La cuestión es, pues, de escucha, adoración y entrega y no tanto de petición, exigencia y trueque, porque lo que realmente está en juego en la oración es si es posible lo imposible y si lo ya irremediable, puede tener remedio en Dios.
El problema real es el mal, el dolor, el sufrimiento y la muerte como realidades cuya derrota definitiva sólo Dios puede llevar a cabo en la plenitud escatológica allende la historia ordinaria de la creación.
Y es ahí donde el cristianismo, en la oración, nos anticipa lo imposible y lo irrealizable. Aquello sobre lo que Unamuno reflexionó en su escrito Nicodemo el fariseo y que consiste fundamentalmente en que Dios pueda sanar nuestras heridas, curar nuestras cicatrices, perdonar el mal cometido y borrarlo completamente del universo transformándolo de tal manera que fuese como lo nunca acontecido al quedar totalmente desactivado y carente de negatividad.

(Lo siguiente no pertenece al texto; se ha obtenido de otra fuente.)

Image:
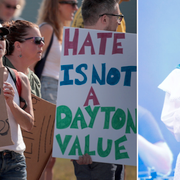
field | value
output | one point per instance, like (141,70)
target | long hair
(18,31)
(49,13)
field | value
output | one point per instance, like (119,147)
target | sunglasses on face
(72,3)
(119,16)
(36,40)
(8,6)
(2,37)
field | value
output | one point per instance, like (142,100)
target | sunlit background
(159,54)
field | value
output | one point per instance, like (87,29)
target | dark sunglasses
(36,40)
(3,37)
(8,6)
(119,16)
(72,3)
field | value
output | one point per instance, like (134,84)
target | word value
(77,147)
(117,122)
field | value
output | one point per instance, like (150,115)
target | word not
(64,118)
(112,78)
(102,153)
(116,49)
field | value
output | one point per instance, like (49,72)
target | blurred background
(127,8)
(158,55)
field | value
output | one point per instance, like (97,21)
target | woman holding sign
(53,15)
(12,160)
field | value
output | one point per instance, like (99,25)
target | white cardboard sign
(96,106)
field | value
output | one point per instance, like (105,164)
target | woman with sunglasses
(12,160)
(25,46)
(10,9)
(53,15)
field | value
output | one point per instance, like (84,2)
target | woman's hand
(84,159)
(8,93)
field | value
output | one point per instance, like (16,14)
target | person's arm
(157,155)
(84,160)
(25,118)
(46,32)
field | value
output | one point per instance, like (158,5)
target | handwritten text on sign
(96,106)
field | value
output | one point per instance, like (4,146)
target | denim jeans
(12,166)
(49,87)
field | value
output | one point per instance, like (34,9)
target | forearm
(156,155)
(24,119)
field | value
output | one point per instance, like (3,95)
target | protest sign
(96,105)
(39,141)
(5,132)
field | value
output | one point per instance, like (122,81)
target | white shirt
(16,134)
(171,108)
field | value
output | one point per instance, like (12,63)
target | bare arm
(25,118)
(46,32)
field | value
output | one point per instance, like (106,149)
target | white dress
(171,109)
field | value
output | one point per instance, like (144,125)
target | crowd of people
(22,45)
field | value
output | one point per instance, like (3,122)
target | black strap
(13,76)
(38,69)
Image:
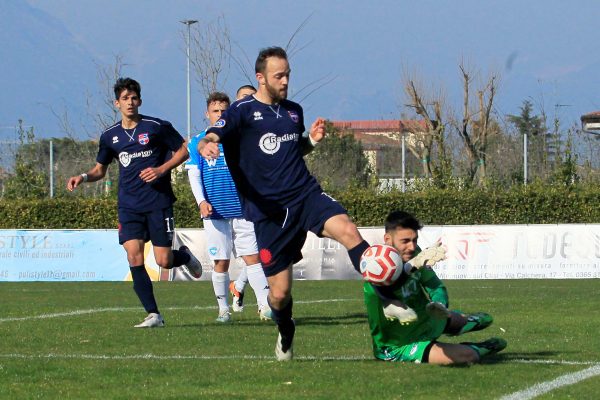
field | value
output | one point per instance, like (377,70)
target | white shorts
(227,236)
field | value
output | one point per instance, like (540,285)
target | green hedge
(521,205)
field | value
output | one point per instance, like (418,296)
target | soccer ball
(381,265)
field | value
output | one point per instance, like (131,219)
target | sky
(544,52)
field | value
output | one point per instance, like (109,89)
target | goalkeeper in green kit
(413,338)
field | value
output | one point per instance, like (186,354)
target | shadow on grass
(348,319)
(530,356)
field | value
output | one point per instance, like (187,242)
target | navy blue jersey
(149,144)
(264,155)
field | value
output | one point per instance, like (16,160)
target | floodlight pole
(51,169)
(189,23)
(525,159)
(403,162)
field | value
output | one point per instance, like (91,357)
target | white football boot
(153,320)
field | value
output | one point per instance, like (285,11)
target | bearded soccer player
(226,230)
(263,144)
(147,149)
(425,293)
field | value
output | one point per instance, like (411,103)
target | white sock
(258,282)
(240,282)
(221,285)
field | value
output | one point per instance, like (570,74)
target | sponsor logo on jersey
(270,143)
(143,139)
(213,161)
(414,349)
(125,158)
(294,116)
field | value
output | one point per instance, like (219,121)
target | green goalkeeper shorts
(416,352)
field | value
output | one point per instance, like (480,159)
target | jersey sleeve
(105,153)
(195,160)
(170,137)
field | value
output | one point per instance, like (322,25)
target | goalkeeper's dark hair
(401,219)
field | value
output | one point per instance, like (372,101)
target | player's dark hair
(127,84)
(219,97)
(261,60)
(244,87)
(401,219)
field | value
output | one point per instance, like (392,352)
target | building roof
(375,134)
(385,125)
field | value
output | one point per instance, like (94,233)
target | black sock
(142,285)
(283,318)
(180,258)
(356,252)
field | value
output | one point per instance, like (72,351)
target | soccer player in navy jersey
(226,230)
(147,149)
(263,143)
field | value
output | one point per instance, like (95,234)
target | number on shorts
(170,223)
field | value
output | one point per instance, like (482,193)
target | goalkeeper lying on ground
(414,337)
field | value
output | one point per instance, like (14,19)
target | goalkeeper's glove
(427,257)
(395,309)
(437,310)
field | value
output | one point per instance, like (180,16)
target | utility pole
(189,23)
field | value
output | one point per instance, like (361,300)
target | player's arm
(316,134)
(95,174)
(150,174)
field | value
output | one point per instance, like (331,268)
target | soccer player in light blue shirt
(226,230)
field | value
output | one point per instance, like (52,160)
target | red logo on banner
(465,245)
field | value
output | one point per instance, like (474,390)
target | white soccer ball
(381,265)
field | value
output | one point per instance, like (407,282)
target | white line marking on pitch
(121,309)
(243,357)
(548,386)
(176,357)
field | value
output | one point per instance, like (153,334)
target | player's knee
(279,295)
(135,259)
(163,261)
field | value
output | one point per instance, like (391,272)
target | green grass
(97,354)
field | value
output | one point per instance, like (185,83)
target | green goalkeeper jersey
(421,287)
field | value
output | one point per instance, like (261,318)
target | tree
(476,124)
(27,181)
(212,54)
(339,162)
(427,141)
(533,128)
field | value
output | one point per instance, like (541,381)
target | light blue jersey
(216,182)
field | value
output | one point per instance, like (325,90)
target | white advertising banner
(566,251)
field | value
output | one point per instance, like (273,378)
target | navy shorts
(281,236)
(156,225)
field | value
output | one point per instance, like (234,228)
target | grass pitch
(76,340)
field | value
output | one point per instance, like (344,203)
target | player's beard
(276,94)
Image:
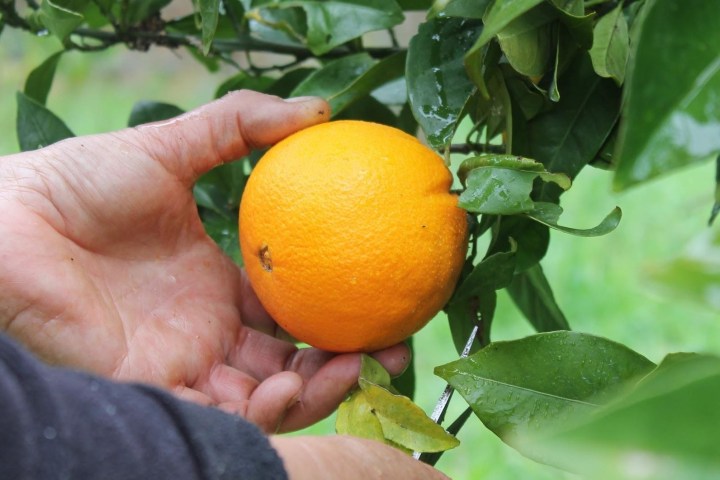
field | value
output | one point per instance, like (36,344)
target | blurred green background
(602,284)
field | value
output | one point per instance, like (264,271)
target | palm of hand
(128,284)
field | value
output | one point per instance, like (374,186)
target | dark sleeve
(61,424)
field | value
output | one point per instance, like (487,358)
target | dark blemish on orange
(265,260)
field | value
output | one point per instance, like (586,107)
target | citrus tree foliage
(521,95)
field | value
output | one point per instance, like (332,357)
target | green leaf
(672,115)
(535,383)
(61,17)
(39,81)
(549,214)
(209,11)
(569,136)
(372,371)
(345,80)
(694,274)
(224,231)
(474,300)
(415,4)
(405,383)
(438,85)
(140,10)
(328,24)
(611,45)
(242,80)
(37,126)
(492,273)
(716,205)
(578,25)
(501,184)
(334,22)
(465,8)
(464,314)
(355,416)
(218,193)
(370,110)
(148,111)
(526,41)
(532,239)
(404,423)
(532,294)
(498,16)
(665,428)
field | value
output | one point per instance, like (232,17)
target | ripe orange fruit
(350,235)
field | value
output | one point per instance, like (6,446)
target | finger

Nuevo nacimiento, sanación completa, redención absoluta, perdón incondicional. Eso es lo que la oración nos hace pregustar aquí y ahora en unas condiciones bien precarias tendentes a la dispersión espiritual y al sometimiento a las condiciones horizontales de una existencia ante la que dichas condiciones se presentan como definitivas y últimas. Como si una palabra de salvadora eternidad no sólo fuese impensable, sino del todo imposible.
La oración nos hace vivir adelantadamente una leve fracción de esa plenitud, pero a veces nos parece ensoñación y otras un vano autoengaño.
Las aproximaciones de la neurología o la psicología profunda a la cuestión de la oración —siendo en sí mismas extraordinariamente interesantes— adolecen todas de un mismo déficit.
Tienden a confundir la profundidad de la mente y sus internos mecanismos fisiológicos con el abismo del espíritu humano. Y es que el yo profundo, por más profundo que sea, por más estructuras transpersonales de las que se libere, por más que se disuelva su perfil, por más inconsciente y oscuros que sean los sótanos de su trastienda, no son —en este nivel analítico, transegoico o neurofisiológico— sino la superficie más accesible de una personalidad que, cerebralmente sostenida por interacciones sinápticas y procesos bioquímicos, se muestra, ciertamente, fascinante, compleja y profunda, pero con una hondura y profundidad de un alcance siempre medible, evaluable y explorable en términos de análisis, sondeo y experimentación.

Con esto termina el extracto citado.